A revolution in insurance market
Integration and Vietnamese government commitments to open its market have been creating great changes in the insurance market of Vietnam.
A series of state-owned insurance firms like the Vietnam Insurance Corporation (Bao Viet), Bao Minh, PetroVietnam Insurance (PVI) have performed initial public offerings (IPO) and sold their stocks to foreign strategic partners, which are international insurance groups.
This is considered a real revolution in the insurance sector to increase competitiveness and maintain market shares for domestic insurers.
On two consecutive days, September 12 and 13, the two largest insurers of Vietnam, Bao Viet and Bao Minh, announced the names of their foreign strategic partners. Bao Viet chose the Hong Kong and Shanghai Banking Corporation (HSBC) while Bao Minh selected the AXA of France. The Vietnam Reinsurance Corporation (Vinare) and PVI are negotiating to choose their foreign strategic partners.
According to Vietnam’s WTO commitments, the Vietnamese insurance market will open completely as of January 1, 2008. After that, foreign-invested companies will be allowed to supply compulsory insurance services in Vietnam.
Therefore, local insurers will face a great challenge from experienced and financially-powerful foreign insurers.
“Not only after January 1, 2008, but from now on Vietnamese insurers have to accept competition from joint venture and wholly foreign-owned insurance companies,” said Phung Dac Loc, Secretary General of the Vietnam Insurance Association.

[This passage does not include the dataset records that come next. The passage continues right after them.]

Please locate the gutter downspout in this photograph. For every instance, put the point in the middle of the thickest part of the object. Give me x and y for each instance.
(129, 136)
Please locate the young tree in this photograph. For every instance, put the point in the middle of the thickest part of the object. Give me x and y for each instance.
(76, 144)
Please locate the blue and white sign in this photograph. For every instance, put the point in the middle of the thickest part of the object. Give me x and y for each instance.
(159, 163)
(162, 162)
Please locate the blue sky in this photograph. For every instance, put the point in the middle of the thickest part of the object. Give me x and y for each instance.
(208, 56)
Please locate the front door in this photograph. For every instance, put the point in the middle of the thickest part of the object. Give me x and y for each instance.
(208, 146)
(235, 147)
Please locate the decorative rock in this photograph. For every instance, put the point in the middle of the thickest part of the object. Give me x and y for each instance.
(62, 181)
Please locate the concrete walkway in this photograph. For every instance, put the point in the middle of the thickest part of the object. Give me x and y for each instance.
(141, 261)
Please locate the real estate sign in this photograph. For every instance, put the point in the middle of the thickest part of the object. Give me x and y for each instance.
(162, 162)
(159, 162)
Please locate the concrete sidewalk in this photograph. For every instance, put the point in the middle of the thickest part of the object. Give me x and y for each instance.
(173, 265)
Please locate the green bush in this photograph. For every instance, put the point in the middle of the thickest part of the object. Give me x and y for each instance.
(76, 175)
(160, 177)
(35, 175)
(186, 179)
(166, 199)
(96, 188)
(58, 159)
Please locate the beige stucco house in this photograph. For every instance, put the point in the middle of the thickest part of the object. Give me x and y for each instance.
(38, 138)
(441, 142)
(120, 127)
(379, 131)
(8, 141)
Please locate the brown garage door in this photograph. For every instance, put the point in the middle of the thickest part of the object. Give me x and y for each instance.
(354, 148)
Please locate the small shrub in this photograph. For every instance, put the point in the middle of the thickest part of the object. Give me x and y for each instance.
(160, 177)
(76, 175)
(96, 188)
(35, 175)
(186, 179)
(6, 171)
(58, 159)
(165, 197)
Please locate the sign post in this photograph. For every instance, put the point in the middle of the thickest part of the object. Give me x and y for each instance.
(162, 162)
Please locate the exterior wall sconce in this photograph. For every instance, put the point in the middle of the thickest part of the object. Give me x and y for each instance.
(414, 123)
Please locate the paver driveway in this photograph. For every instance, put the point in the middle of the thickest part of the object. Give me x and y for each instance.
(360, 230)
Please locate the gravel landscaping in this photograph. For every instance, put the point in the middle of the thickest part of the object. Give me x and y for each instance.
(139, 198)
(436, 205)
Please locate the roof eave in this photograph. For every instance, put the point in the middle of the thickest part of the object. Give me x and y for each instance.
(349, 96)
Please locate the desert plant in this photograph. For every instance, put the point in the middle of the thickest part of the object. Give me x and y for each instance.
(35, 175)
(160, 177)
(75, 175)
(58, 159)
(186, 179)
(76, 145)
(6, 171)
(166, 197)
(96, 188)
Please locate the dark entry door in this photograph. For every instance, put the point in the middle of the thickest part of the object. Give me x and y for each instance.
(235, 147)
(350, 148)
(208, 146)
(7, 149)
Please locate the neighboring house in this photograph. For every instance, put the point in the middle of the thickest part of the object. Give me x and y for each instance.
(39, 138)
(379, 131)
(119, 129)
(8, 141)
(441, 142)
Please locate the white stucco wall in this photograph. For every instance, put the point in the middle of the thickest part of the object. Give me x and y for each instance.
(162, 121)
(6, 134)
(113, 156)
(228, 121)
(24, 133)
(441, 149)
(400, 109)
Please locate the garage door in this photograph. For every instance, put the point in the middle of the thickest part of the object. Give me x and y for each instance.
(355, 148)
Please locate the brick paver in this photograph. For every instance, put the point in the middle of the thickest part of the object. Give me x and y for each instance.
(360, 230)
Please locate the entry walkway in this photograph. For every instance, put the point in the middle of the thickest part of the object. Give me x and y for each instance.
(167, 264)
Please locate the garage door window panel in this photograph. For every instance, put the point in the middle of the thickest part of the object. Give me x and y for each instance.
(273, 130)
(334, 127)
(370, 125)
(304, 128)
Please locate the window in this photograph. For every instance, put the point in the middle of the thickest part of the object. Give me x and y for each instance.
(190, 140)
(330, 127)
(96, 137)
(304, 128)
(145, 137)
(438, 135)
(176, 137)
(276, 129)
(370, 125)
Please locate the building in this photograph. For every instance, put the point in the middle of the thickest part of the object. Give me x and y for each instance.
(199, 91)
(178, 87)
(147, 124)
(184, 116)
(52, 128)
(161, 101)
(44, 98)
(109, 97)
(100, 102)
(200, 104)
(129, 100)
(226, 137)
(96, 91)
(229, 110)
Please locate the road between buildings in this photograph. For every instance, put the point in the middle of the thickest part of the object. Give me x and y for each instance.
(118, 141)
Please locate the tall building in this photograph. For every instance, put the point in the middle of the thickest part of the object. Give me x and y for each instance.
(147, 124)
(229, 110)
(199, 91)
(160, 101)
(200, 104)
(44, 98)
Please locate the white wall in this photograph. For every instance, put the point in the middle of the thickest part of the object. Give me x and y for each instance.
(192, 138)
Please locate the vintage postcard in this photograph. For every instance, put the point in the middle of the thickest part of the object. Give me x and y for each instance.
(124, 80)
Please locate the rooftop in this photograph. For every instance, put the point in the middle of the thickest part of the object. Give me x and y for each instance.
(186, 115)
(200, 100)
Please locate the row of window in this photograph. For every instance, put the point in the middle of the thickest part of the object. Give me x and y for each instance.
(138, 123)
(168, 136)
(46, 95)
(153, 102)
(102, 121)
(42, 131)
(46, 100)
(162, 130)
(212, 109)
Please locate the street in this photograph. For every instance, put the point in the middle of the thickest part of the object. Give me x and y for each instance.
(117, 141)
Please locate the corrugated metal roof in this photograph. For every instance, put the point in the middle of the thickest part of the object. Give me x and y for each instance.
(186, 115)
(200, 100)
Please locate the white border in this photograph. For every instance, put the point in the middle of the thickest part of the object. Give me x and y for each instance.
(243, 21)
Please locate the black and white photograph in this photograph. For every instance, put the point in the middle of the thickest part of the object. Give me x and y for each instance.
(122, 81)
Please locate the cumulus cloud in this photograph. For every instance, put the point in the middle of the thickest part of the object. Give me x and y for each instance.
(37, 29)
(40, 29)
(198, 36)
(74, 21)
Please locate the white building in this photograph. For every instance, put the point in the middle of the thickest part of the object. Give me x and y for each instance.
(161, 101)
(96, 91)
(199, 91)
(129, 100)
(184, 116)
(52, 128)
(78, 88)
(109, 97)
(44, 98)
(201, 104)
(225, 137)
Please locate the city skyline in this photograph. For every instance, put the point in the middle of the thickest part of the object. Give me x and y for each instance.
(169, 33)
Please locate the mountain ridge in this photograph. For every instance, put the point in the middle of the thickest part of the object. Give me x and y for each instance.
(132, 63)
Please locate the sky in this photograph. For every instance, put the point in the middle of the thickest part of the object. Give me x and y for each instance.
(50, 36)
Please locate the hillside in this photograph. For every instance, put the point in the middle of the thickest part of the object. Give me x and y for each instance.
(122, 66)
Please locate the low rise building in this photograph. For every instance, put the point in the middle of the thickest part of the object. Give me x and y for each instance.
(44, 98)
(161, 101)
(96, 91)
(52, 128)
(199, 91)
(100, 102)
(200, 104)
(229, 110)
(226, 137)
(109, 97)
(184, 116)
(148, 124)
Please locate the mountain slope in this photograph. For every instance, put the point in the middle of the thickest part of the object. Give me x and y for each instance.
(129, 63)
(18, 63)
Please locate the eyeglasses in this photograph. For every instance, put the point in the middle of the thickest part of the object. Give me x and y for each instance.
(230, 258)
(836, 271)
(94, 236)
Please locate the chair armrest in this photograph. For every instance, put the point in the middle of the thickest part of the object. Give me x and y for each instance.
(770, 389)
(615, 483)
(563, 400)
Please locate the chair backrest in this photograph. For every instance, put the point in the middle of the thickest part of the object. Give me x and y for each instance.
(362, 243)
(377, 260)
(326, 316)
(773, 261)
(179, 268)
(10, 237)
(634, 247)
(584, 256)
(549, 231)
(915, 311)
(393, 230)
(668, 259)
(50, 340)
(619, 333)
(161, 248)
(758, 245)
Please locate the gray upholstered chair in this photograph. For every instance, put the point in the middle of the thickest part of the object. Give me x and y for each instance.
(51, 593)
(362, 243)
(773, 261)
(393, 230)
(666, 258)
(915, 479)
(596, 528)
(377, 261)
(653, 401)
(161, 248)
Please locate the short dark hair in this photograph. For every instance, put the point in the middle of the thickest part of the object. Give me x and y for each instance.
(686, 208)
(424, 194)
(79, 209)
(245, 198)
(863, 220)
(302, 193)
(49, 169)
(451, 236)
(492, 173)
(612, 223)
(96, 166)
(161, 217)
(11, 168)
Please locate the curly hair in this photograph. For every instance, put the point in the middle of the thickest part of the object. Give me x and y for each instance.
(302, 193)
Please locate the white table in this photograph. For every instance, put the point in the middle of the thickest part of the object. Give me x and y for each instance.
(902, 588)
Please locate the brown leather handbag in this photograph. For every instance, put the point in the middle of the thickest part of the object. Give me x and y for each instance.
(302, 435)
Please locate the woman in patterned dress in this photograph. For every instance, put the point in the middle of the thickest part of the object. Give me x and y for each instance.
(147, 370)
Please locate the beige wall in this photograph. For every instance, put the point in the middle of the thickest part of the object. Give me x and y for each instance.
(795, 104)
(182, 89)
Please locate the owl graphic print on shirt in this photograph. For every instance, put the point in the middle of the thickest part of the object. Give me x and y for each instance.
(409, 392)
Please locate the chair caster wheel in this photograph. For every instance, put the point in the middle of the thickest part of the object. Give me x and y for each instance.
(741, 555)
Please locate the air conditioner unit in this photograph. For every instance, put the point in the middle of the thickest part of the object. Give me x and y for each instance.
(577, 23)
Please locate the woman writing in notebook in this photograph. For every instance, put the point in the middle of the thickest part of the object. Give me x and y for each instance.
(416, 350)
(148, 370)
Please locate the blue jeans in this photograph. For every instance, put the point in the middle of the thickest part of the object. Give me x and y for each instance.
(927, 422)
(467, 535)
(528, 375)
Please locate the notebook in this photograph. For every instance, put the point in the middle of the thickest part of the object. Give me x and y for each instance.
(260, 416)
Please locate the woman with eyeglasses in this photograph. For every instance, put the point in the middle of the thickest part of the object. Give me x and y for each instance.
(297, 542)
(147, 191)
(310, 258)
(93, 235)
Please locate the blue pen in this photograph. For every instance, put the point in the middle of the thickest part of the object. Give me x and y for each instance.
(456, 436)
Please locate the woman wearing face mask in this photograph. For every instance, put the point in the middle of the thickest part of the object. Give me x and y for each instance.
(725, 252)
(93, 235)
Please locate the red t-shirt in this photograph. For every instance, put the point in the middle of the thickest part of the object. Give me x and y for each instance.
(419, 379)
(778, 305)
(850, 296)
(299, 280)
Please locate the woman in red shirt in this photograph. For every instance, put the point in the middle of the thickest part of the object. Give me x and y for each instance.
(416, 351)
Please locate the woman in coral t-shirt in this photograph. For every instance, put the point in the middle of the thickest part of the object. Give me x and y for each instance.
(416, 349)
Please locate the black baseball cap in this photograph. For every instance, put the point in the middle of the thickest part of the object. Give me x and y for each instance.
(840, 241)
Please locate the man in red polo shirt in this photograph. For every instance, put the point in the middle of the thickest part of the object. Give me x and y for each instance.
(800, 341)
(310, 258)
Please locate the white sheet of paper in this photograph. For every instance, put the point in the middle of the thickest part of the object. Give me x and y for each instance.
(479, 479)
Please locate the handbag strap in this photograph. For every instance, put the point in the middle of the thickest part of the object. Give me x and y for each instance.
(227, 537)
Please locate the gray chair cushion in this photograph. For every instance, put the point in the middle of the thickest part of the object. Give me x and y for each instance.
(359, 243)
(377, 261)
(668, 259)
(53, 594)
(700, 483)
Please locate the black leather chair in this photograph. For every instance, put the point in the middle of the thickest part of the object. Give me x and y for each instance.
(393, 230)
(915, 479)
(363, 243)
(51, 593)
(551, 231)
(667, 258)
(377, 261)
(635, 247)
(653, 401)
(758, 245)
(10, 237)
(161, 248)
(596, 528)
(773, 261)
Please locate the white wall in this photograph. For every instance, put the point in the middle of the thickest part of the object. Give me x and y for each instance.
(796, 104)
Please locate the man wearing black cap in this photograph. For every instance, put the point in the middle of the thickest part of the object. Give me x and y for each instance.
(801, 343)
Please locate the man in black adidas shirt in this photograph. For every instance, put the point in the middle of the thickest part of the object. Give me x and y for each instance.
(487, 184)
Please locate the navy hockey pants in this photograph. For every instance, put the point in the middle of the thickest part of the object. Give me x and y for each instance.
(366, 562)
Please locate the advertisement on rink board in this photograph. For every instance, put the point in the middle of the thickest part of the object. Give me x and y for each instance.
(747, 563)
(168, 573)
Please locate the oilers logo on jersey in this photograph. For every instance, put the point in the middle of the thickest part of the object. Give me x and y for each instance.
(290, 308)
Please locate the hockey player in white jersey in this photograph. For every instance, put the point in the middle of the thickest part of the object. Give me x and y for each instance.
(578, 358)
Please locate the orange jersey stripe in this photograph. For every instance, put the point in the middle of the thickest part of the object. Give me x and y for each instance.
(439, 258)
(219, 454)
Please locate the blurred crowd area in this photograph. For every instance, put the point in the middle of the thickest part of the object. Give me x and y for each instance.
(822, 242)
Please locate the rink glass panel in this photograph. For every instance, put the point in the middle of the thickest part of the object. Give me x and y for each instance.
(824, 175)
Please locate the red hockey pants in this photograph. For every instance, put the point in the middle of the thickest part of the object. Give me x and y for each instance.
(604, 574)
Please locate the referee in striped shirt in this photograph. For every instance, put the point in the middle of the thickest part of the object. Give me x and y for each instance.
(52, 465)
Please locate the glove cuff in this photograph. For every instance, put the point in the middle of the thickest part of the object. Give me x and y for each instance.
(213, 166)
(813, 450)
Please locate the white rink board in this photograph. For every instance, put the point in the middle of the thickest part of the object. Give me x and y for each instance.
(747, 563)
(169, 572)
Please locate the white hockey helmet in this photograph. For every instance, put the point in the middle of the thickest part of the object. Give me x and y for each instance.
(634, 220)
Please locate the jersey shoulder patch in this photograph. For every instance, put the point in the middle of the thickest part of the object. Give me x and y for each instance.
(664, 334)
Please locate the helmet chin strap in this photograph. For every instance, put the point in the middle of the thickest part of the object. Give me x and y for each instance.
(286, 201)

In 1993, the Vietnamese government issued Decree 100 opening the way for the establishment of some Vietnamese, joint venture and foreign-invested insurance companies in the country.
The further opening of the market and integration into the world is confirmed in the Vietnam-US Bilateral Trade Agreement, signed on October 12, 2001. Under this agreement, as of October 12, 2006, Vietnam lifted all barriers against American insurers in Vietnam, equivalent to Vietnam’s WTO commitments in the insurance field.
Local insurers have had at least six years so far to prepare for full integration. Except for newly established ones, other Vietnamese insurers have gained successes in improving their competitiveness, such as Bao Viet, Bao Minh, PVI and Petrolimex Insurance Company (PJICO).
“Vietnam has fully integrated in the field of insurance. To exist and develop, local insurers must cooperate with foreign partners on the principles of mutual benefit and sharing. The development strategy of the insurance sector to 2010, with the decision of equitising Bao Viet, Bao Minh and Vinare is brave,” said Le Quang Binh, former Head of the Insurance Management Agency under the Ministry of Finance, who is now Chairman of the Board of Directors of Bao Viet.
Two years after the Vietnamese Prime Minister issued Decision 310 dated November 28, 2005 approving the equitisation of Bao Viet and the estabilishment of the Bao Viet Finance-Insurance Group, the equitisation of Bao Viet has been finalised along with its IPO and its selection of strategic partners.
Based on Bao Viet’s IPO, the Ministry of Finance has redefined this group’s chartered capital – VND5,730 billion (US$358.12 million) – in which the state holds 77.54%, local shareholders 3.68%, foreign shareholders 10% and others 8.78%.
The biggest success of Bao Viet’s IPO is that it chose the only strategic shareholder – HSBC – which committed to provide great technical assistance to Bao Viet.
Meanwhile, Bao Minh also has its foreign strategic partner, AXA, the leading non-insurance company in Europe.
Under the agreement signed with AXA, Bao Minh will have access to the technical expertise of AXA Group’s global and regional platforms. The agreement will help his company diversify insurance products, improve the quality of insurance services, promote business administrative reform and build Bao Minh brand.
The Vietnam Economic Times - October 4, 2007.